My holiday reading this year was The Code Book by Simon Singh . I highly recommend it to teachers of Mathematics and Digital Technologies as it brings amazing insight into the world of codes and cyphers. Tracing 2000 years of code makers and code breakers, the secret world of cryptography is unveiled. In a modern technological age where each and everyone of us send messages and information through a digital platform, we are both protected and vulnerable to the cryptographer. The ability to unlock the key of complex modern day cyphers, potentially gives the people with this knowledge unlimited power over others.
Prime numbers and factors are what is keeping your digital information safe
I have two year 7 classes this year, and as I worked with them on factors and prime numbers this week, cryptography helped bring understanding to them of the importance of number theory in a technology driven world. Prime numbers and factors play an important role in the first public key security cypher RSA . The public security key is a combination of two very large prime numbers being multiplied together. The security of this cypher lays in the fact that to find factors of numbers it quite a complex task. Using current technology the computer algorithm used would take forever to find these two prime factors.
Just as the Turing Machine (the first computer) was a game changer in WW2 to crack the Enigma Code. The invention of a quantum computer could potentially be able to find the prime factors of the security keys and the digital security we currently take for granted would change. 2018 Australian of the Year, Professor Michelle Yvonne Simmons was recognised for her research in the field of Quantum Physics, in particular her work on quantum computers.
For cryptographers the invention of a quantum computer would be this century’s game changer!!
So next term when the year 7 students are studying Ancient Rome in HASS, I will use this opportunity to teach them about the Caesar Code. Dominating the first Millennium this cypher was considered unbreakable until the Arab Cryptanalysts, the code breakers, combined linguistics and statistics to decipher hidden messages using the frequency analysis of letters.

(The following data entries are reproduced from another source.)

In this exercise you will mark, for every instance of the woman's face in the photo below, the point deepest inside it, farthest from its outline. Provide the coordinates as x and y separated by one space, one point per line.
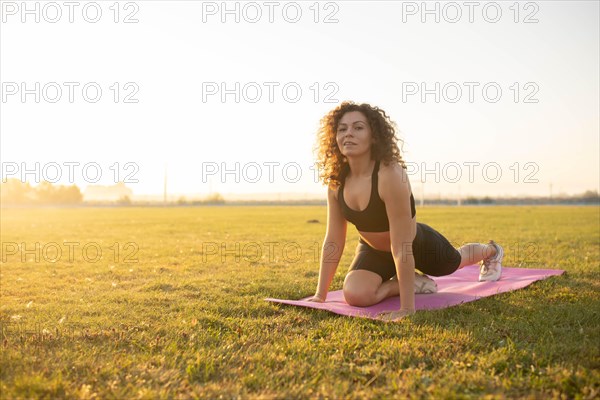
354 136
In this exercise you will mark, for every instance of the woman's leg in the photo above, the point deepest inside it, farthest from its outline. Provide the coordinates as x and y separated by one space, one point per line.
472 253
364 288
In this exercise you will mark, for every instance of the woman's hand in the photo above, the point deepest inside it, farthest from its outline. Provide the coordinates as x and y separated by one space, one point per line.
394 316
317 299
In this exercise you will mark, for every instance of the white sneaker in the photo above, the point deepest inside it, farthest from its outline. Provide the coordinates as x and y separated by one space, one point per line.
424 284
491 268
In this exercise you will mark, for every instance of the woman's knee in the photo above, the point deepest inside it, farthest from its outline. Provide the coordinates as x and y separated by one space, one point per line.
359 289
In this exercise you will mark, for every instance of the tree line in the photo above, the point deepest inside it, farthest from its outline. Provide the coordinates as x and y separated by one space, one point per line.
13 191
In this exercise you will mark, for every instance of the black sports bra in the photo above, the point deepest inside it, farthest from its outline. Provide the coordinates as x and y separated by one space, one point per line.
374 217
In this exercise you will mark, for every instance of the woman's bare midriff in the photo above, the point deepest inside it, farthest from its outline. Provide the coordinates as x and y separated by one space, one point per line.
377 240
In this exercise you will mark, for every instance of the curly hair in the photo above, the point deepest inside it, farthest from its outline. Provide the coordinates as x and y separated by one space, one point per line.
332 163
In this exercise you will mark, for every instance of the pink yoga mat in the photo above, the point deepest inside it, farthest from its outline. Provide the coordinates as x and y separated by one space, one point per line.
460 287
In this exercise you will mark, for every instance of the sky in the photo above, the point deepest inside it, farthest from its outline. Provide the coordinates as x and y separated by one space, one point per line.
500 98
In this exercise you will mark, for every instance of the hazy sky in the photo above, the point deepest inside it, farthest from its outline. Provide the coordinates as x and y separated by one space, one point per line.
517 106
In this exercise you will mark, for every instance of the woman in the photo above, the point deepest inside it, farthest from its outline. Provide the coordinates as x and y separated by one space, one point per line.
368 185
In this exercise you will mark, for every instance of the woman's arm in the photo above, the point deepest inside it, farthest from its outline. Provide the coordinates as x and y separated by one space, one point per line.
333 246
403 228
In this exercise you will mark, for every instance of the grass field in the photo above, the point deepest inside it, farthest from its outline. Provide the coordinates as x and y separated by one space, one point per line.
189 320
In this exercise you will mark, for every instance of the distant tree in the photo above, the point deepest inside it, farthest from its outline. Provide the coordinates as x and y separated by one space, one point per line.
590 196
214 198
15 191
124 201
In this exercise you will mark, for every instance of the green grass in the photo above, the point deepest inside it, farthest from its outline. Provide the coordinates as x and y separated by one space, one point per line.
179 322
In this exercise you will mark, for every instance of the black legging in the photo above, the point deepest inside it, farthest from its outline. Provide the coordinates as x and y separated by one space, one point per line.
433 254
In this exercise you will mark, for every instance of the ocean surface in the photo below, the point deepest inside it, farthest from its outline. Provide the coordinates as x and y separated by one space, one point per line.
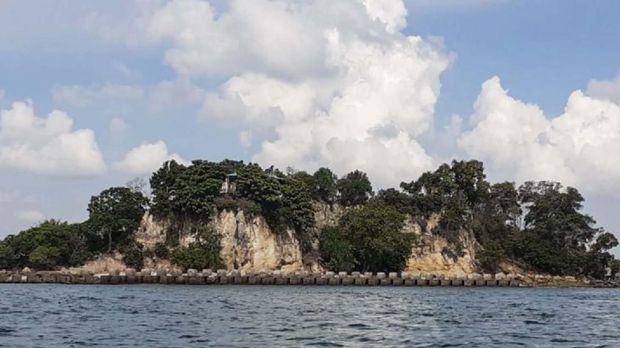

So how does the Caesar Cypher work? It is called a simple mono-alphabetic substitution cypher. You decide on a number between 1 and 26 and you simply move the letters of the alphabet this many places. This number chosen is called the key as it enables the person who has the key to unlock the hidden message. For example if the chosen key is 4, then each letter of the alphabet moves four places, so a becomes e and b becomes f etc.
The Caesar Code is perfect for use by young adolescents who may want to send secret messages to their friends
This code, even though unbroken for 500 years is now quite simple to decipher. The frequency of the letters gives us a clue to what each letter represents. So our young codebreakers would need to create a frequency distribution table and then comparing the distribution to the one below they could discover the key.
A slightly more complex take on this is to use the Vigenere Cypher. Instead of a number key, a word is chosen as the key, for example, cake. Each of the letters in the message then move the position number of the letters of the word. i.e letter one moves 3 places, letter two moves 1 place, letter three moves 11 places and letter four moves 5 places.
‘deciphering is, in my opinion, one of the most fascinating arts” – Charles Babbage
As communication techniques have improved over history, telegram, radio, telephone and now computers, so has the level of security required to keep information safe. No longer just the realm of military, government institutions and large business the encryption of private information is important to us all. While not every student will go off to study cryptography at university, I like to think that this introduction gives them some basic understanding of the importance of security of data.